- Village of McBaine
- Location of McBaine, Missouri
- Coordinates: 38°53′01″N 92°27′20″W﻿ / ﻿38.88361°N 92.45556°W
- Country: United States
- State: Missouri
- County: Boone

Area
- • Total: 0.20 sq mi (0.51 km^{2})
- • Land: 0.19 sq mi (0.50 km^{2})
- • Water: 0.0077 sq mi (0.02 km^{2})
- Elevation: 577 ft (176 m)

Population (2020)
- • Total: 17
- • Density: 88.8/sq mi (34.28/km^{2})
- Time zone: UTC-6 (Central (CST))
- • Summer (DST): UTC-5 (CDT)
- ZIP code: 65203
- Area code: 573
- FIPS code: 29-44768
- GNIS feature ID: 2396743

= McBaine, Missouri =

McBaine is a village in Boone County, Missouri, United States. It is part of the Columbia, Missouri Metropolitan Statistical Area. The population was 17 at the 2020 census. McBaine is located just north of Eagle Bluffs Conservation Area and within sight of The Big Tree.

==History==
McBaine was laid out in 1899, and named after Turner McBaine, the original owner of the site. A post office called McBaine was established in 1894, and remained in operation until 1958.

==Geography==
According to the United States Census Bureau, the village has a total area of 0.22 sqmi, all land.

==Demographics==

Historical population
| Census | Pop. | Note | %± |
| 1930 | 125 |  | — |
| 1940 | 131 |  | 4.8% |
| 1950 | 75 |  | −42.7% |
| 2000 | 17 |  | — |
| 2010 | 10 |  | −41.2% |
| 2020 | 17 |  | 70.0% |
U.S. Decennial Census

===2010 census===
As of the census of 2010, there were 10 people, 6 households, and 1 families living in the village. The population density was 45.5 PD/sqmi. There were 7 housing units at an average density of 31.8 /sqmi. The racial makeup of the village was 100.0% White.

There were 6 households, of which 16.7% were married couples living together and 83.3% were non-families. 50.0% of all households were made up of individuals. The average household size was 1.67 and the average family size was 3.00.

The median age in the village was 54 years. 0.0% of residents were under the age of 18; 10% were between the ages of 18 and 24; 30% were from 25 to 44; 30% were from 45 to 64; and 30% were 65 years of age or older. The gender makeup of the village was 70.0% male and 30.0% female.

===2000 census===
As of the census of 2000, there were 17 people, 9 households, and 2 families living in the village. The population density was 73.2 PD/sqmi. There were 12 housing units at an average density of 51.7 /sqmi. The racial makeup of the village was 100.00% White.

There were 9 households, out of which 33.3% had children under the age of 18 living with them, none were married couples living together, 33.3% had a female householder with no husband present, and 66.7% were non-families. 44.4% of all households were made up of individuals, and none had someone living alone who was 65 years of age or older. The average household size was 1.89 and the average family size was 2.67.
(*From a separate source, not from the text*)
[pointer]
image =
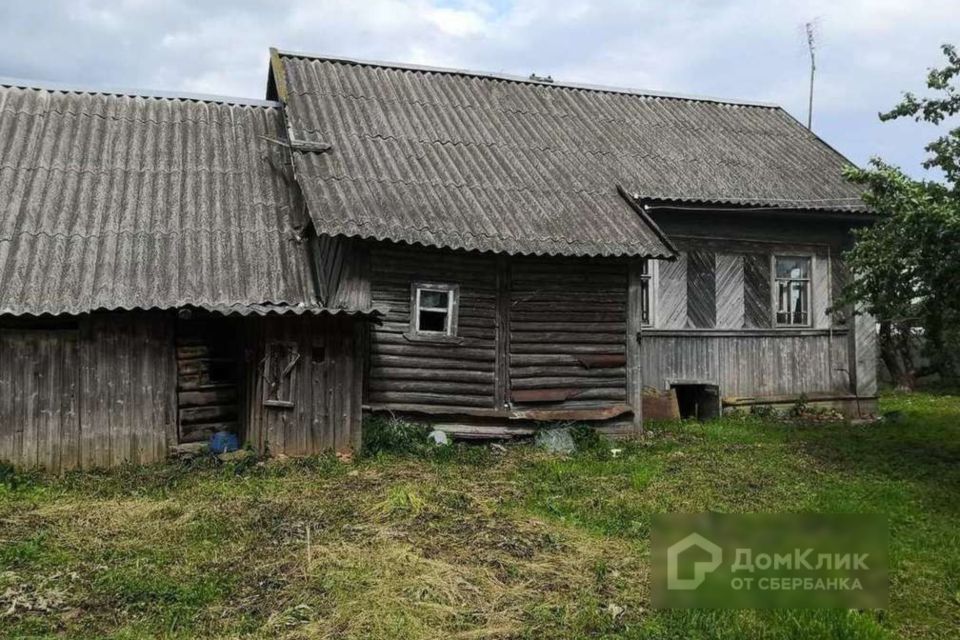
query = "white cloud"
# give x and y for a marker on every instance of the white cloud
(868, 50)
In the village, the population was spread out, with 29.4% under the age of 18, 17.6% from 18 to 24, 41.2% from 25 to 44, 11.8% from 45 to 64. The median age was 30 years. For every 100 females, there were 70.0 males. For every 100 females age 18 and over, there were 71.4 males.
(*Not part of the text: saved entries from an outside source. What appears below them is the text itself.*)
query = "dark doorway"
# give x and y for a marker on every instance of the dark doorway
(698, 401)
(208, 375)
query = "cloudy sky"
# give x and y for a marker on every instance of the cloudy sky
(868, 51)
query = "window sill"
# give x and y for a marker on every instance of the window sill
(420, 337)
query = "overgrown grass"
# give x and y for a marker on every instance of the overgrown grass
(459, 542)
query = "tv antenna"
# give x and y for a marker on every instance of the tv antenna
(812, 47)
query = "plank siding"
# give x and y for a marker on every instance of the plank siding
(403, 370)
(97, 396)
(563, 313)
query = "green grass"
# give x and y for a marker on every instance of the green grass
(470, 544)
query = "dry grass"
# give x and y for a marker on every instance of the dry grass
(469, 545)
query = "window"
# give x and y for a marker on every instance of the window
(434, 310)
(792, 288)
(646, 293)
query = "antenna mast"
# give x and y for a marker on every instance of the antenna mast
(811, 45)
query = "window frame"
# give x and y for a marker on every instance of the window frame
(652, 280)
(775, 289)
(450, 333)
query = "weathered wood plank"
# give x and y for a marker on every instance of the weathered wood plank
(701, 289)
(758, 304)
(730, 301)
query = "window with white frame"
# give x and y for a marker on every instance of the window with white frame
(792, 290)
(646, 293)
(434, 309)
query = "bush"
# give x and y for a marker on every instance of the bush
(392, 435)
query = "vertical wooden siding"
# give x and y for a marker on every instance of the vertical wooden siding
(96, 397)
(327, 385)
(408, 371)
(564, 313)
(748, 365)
The median income for a household in the village was $21,875, and the median income for a family was $20,625. Males had a median income of $0 versus $20,625 for females. The per capita income for the village was $10,112. About 33.3% of families and 35.3% of the population were below the poverty line, including 40.0% of under eighteens and none of those over 64.

==Education==
Its school district is Columbia 93 School District.